In certain environments, such as Kubernetes, applications typically write logs to stdout/stderr, while traces are sent efficiently through the 'push' model (via OTLP transport). Kubernetes stores the container's stdout/stderr in files on nodes, making logs available for log collectors using the pull model. This approach ensures that logs remain accessible even if the application fails, capturing the most critical information.

To configure separate sinks for logs and traces, use the optional sinks block in the otlp-logger configuration:

yaml
otlp-logger:
endpoint: $otlp-endpoint
service-name: $service-name
log-level: info
sinks:
logs: default | otlp | both
tracing: default | otlp | both

If the 'sinks' block is not present in the 'otlp-logger' configuration, both logs and traces use the OTLP transport and are delivered to an OpenTelemetry-compatible collector by a background task in userver.

In the sinks block, you can set a value for each stream. See: otlp::LoggerComponent.

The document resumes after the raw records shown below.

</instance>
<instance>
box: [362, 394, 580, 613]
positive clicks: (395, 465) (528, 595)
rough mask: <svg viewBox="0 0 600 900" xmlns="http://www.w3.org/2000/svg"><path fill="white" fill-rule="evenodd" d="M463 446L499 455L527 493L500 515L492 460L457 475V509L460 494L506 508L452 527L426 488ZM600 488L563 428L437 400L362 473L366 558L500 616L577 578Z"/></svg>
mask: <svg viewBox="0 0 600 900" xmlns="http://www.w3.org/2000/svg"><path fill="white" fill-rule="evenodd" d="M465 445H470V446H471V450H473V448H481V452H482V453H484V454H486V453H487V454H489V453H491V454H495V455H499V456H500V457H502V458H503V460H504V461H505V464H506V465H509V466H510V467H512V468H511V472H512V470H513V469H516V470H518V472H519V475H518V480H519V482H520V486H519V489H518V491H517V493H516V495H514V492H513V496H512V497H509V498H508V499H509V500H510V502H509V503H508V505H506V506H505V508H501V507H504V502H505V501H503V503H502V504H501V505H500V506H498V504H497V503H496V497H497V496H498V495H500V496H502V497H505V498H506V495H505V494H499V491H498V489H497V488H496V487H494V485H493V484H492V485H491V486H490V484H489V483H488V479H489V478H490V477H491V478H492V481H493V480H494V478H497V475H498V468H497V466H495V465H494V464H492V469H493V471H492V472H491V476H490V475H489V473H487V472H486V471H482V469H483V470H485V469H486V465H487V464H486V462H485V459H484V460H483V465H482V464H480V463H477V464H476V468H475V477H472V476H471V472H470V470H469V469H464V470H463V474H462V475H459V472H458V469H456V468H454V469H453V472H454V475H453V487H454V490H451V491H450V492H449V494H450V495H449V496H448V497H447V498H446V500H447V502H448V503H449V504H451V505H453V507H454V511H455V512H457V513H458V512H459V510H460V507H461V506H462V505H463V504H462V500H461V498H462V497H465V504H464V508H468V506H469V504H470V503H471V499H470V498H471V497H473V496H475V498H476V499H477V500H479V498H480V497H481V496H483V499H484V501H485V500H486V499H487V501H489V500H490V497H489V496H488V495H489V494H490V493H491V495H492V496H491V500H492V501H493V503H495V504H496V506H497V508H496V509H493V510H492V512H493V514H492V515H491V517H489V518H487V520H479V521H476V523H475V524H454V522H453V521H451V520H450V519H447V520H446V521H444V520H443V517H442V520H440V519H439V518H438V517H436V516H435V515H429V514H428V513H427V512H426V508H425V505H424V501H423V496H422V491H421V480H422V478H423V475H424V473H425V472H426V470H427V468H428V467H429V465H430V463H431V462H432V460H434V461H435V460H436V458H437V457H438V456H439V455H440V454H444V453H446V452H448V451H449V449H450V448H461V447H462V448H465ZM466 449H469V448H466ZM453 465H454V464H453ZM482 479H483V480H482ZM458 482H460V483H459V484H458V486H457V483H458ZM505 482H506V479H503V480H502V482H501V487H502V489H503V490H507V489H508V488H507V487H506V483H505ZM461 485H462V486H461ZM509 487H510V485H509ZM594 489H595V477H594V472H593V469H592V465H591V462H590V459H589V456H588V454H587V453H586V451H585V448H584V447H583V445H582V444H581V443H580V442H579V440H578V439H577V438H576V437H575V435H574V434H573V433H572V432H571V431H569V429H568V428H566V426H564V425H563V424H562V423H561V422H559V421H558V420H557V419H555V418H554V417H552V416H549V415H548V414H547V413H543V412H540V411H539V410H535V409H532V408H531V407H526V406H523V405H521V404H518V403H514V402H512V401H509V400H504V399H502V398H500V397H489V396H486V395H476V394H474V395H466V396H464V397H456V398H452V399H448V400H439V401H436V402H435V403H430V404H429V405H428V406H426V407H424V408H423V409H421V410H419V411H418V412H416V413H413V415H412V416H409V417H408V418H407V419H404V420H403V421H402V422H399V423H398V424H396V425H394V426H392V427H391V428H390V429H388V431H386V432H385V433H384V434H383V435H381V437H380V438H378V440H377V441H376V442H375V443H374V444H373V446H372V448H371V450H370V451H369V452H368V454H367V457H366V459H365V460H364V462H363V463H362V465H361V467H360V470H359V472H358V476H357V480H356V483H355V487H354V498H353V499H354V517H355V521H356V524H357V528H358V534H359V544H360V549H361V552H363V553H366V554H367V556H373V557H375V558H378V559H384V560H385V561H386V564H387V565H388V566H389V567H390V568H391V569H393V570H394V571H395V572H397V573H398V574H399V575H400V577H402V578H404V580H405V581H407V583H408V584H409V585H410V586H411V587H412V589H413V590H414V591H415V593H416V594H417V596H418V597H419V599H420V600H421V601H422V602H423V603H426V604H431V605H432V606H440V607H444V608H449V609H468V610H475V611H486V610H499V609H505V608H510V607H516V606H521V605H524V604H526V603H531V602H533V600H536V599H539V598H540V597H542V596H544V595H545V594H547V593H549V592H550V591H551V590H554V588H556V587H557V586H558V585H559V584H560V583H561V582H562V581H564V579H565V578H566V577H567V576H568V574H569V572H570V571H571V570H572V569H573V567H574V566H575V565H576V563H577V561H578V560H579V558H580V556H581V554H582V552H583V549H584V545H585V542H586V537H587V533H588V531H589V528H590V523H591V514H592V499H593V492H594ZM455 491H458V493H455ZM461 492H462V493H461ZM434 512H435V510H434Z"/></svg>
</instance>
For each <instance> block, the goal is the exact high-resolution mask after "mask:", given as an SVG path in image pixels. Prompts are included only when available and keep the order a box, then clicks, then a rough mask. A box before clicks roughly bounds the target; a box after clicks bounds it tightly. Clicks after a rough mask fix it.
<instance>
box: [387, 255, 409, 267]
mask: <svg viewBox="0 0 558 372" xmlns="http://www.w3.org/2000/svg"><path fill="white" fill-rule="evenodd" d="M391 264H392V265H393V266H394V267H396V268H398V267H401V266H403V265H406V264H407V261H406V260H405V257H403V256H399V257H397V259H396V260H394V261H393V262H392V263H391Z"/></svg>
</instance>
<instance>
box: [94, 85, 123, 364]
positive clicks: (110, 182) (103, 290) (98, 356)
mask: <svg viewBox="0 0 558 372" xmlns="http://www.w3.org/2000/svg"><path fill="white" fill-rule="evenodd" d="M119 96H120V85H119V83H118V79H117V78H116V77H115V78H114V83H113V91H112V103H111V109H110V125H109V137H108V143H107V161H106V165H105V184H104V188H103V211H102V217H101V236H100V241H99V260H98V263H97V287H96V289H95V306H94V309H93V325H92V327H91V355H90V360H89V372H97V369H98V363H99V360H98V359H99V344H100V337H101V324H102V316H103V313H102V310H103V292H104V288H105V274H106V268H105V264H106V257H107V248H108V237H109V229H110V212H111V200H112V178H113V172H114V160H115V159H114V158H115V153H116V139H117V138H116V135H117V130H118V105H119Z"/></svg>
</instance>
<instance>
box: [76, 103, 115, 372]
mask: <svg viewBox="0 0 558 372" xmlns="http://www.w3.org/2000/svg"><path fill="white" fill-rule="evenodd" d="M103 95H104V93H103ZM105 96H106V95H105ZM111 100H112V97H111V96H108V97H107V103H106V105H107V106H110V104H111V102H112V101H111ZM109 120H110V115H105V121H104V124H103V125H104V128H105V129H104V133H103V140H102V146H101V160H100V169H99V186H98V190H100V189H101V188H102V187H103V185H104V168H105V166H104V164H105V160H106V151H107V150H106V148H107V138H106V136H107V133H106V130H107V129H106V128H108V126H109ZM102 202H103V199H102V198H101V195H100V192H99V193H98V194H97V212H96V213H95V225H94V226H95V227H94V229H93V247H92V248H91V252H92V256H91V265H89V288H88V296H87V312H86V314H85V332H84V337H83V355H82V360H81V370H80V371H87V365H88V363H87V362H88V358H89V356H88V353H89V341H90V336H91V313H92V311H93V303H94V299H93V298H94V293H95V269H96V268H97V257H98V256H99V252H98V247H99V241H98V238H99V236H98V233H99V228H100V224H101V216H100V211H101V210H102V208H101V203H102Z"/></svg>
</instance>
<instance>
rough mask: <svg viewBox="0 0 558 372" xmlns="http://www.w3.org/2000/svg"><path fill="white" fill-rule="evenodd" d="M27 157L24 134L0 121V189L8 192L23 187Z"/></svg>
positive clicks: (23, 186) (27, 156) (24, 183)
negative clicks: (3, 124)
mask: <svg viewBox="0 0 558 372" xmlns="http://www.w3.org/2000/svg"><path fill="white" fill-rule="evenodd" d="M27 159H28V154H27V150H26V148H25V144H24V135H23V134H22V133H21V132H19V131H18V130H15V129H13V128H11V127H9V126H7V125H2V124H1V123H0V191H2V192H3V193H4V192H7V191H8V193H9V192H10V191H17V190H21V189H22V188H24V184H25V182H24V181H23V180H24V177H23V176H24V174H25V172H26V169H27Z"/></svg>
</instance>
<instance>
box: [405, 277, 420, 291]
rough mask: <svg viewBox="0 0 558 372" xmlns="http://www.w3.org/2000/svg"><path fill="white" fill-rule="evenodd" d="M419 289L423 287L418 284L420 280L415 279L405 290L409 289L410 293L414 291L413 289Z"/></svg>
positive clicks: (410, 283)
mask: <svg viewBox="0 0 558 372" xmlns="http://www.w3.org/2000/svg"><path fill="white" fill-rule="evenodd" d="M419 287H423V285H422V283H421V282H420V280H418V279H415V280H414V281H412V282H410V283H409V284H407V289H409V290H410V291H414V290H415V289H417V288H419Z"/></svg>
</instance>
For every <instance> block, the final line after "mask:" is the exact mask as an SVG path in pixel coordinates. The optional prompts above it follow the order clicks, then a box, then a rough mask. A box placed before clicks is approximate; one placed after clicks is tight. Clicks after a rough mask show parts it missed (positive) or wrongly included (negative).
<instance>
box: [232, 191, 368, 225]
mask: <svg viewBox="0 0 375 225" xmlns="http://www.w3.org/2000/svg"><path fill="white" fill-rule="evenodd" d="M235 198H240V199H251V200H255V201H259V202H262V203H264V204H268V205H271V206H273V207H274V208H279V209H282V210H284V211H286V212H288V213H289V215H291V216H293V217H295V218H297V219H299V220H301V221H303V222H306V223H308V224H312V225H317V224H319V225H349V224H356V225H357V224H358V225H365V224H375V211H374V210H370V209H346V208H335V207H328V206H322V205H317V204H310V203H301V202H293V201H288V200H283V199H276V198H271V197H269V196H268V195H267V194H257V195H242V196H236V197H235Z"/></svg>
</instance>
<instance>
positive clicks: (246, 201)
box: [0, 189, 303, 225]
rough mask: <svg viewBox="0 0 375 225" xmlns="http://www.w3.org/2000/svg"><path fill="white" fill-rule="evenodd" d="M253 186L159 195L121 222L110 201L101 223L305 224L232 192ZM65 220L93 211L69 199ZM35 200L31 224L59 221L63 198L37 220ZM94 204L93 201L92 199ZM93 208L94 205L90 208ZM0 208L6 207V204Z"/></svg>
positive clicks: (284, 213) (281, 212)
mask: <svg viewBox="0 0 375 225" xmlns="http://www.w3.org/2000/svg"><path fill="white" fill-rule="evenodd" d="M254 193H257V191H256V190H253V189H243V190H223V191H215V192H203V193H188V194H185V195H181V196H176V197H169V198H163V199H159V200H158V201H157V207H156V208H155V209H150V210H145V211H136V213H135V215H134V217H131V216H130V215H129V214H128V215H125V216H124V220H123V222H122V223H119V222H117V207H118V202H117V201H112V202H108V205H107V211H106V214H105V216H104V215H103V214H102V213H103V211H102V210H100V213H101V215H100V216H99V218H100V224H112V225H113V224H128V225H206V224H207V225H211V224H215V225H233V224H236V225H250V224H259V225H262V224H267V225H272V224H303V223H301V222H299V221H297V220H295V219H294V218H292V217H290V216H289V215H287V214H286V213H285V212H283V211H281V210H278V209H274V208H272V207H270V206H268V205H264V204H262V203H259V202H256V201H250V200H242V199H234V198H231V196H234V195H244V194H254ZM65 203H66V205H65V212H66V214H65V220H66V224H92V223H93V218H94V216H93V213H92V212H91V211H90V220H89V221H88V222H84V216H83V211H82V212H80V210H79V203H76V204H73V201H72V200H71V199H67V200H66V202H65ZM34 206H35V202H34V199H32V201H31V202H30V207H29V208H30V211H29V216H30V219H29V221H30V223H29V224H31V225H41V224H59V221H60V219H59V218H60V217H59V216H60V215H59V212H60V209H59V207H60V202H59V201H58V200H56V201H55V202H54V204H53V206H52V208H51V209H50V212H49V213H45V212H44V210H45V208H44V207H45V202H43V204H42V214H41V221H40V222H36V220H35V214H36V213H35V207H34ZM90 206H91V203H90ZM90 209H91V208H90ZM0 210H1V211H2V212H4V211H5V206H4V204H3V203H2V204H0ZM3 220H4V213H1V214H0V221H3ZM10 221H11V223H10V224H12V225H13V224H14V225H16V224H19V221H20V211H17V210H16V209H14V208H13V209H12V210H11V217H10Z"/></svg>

If you choose otlp for both streams, ensure that logging.loggers is empty:

yaml
logging:
fs-task-processor: fs-task-processor
loggers: {}

Otherwise, add the default logger in the logging component's loggers field:

yaml
logging:
fs-task-processor: fs-task-processor
loggers:
default:
file_path: $log-location
level: info
overflow_behavior: discard
my_rabbit_logger: # you can use additional loggers
file_path: $log-location
level: error
overflow_behavior: discard
Note
If you have additional loggers configured, they will function as usual, even if you're using the default logger for tracing only. But you can't redirect them to OTLP exporter.